Corneille a conçu sa Médée pour satisfaire les attentes d’un public friand de drames horrifiques et d’actions spectaculaires, et obsédé par la sorcellerie. La pièce combine ces trois éléments : Médée est l’archétype de la sorcière ; les effets de sa magie, et en particulier le double meurtre de Créon et de Créüse, sont montrés sur la scène.
Même s’il est censé se produire en coulisses, l’infanticide reste impressionnant, grâce au couteau symbolique qui focalise les regards de Jason comme du public. Et quand le dialogue seul fait référence aux crimes de Médée, c’est en termes assez évocateurs pour mettre en branle l’imagination de l’auditeur.
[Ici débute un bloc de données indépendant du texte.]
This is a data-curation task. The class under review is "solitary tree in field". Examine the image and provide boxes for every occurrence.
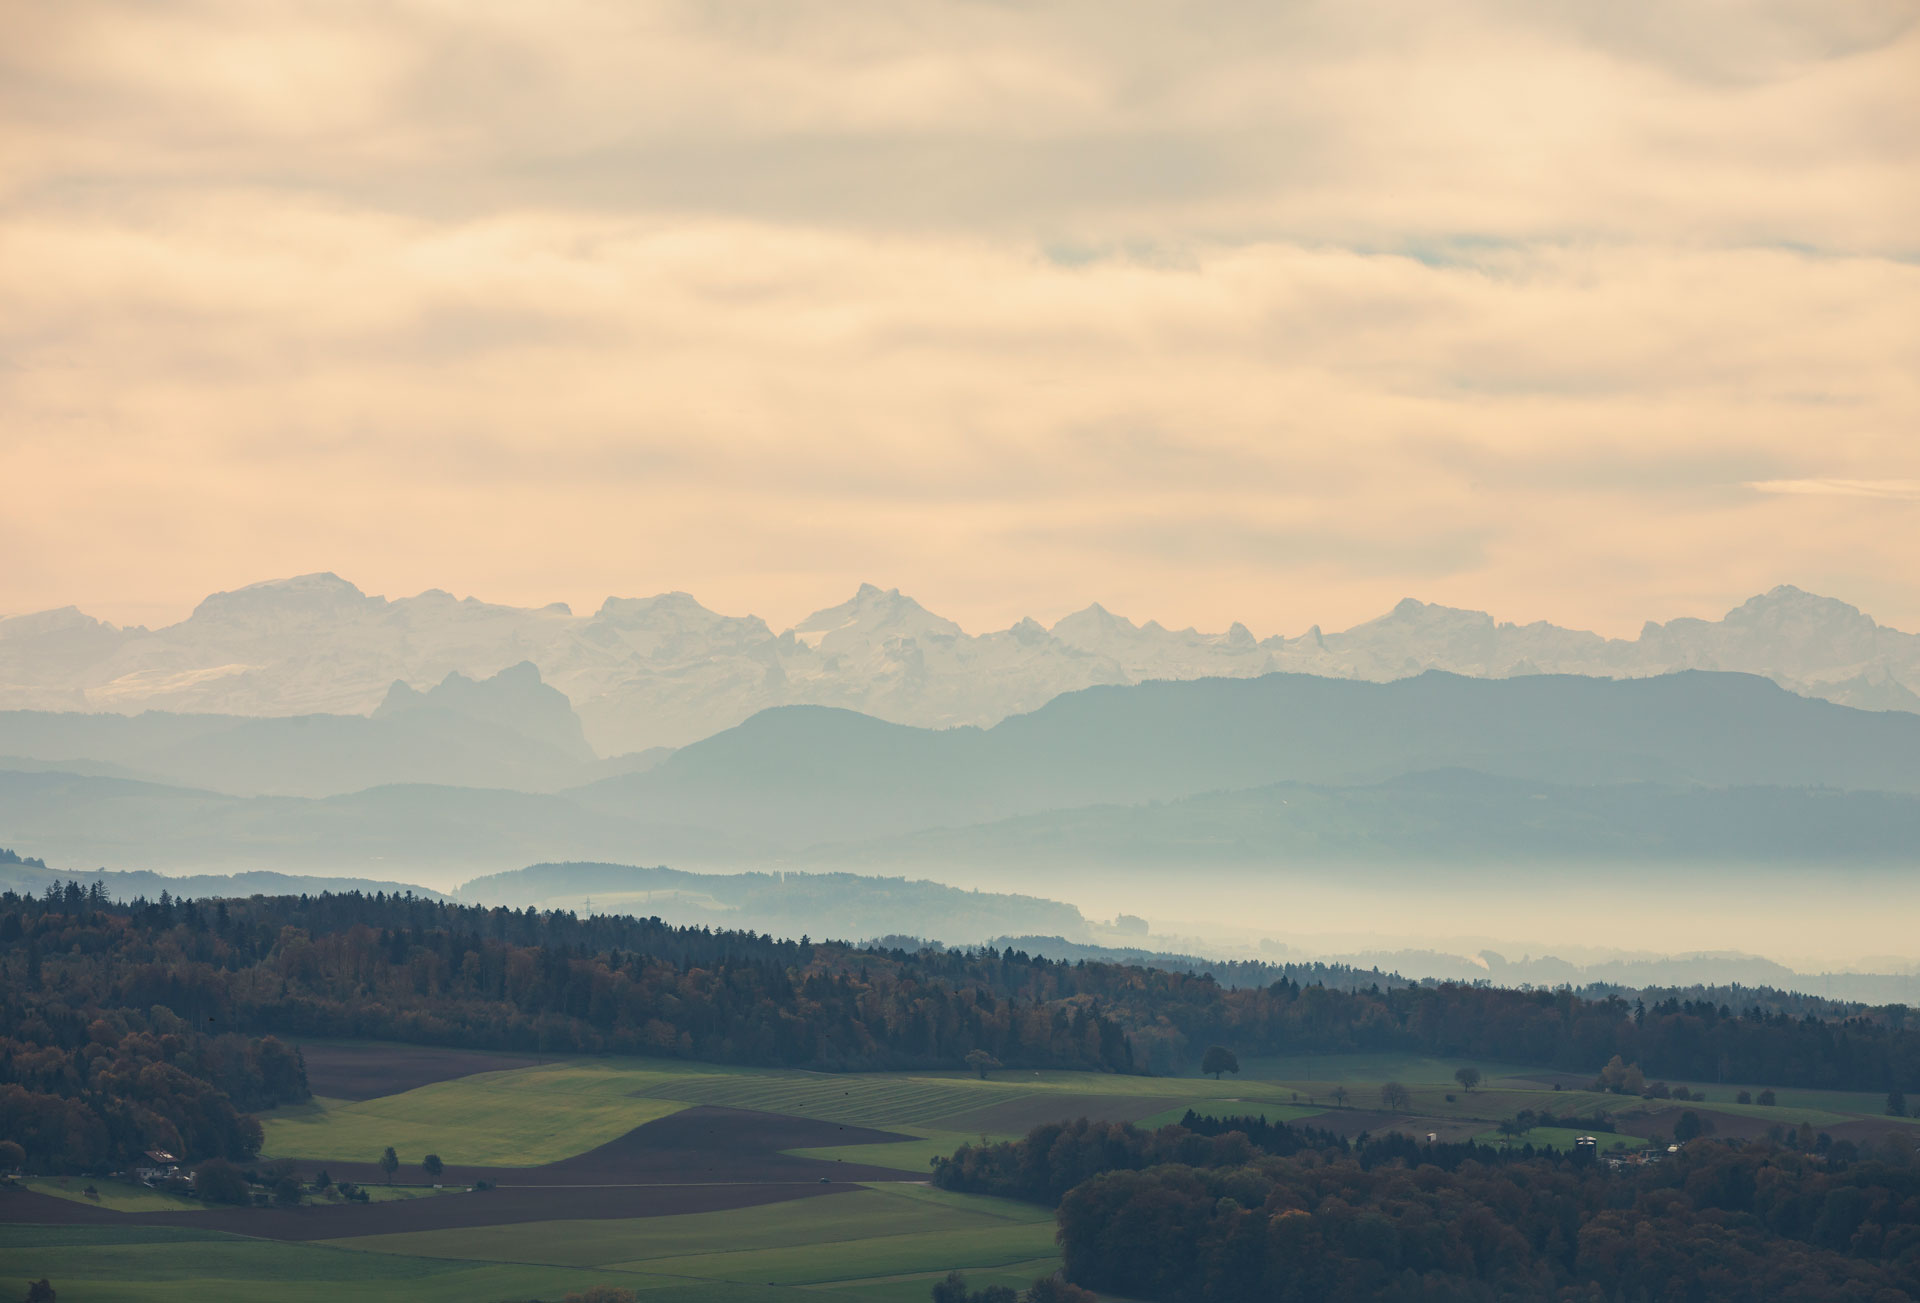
[964,1049,1002,1080]
[1201,1046,1239,1080]
[1454,1066,1482,1093]
[1330,1085,1349,1108]
[1889,1090,1909,1118]
[379,1147,399,1185]
[191,1158,249,1205]
[1379,1081,1411,1111]
[1674,1111,1713,1143]
[422,1153,444,1180]
[1496,1109,1538,1144]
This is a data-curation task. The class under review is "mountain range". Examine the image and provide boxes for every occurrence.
[5,575,1919,753]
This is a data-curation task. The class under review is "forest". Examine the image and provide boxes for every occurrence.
[4,882,1919,1174]
[934,1117,1920,1302]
Mais paradoxalement, Médée reste un personnage que l’on peut plaindre et même admirer, en raison même de la grandeur de ses crimes.

Avec l’émergence du goût classique, l’horreur n’est plus acceptée dans la tragédie, les sortilèges non plus, et la pièce de Corneille connaît une désaffection de trois siècles.
La vogue persistante de la figure mythique de Médée, sous divers avatars, s’explique par la plasticité de ce personnage, qui peut s’adapter à la sensibilité de chaque époque. L’attirance de la nôtre pour le fantastique et les spectacles gore, pour la figure du serial killer qui n’est pas sans rappeler les crimes multiples de Médée, montre qu’à nouveau l’horreur fascine.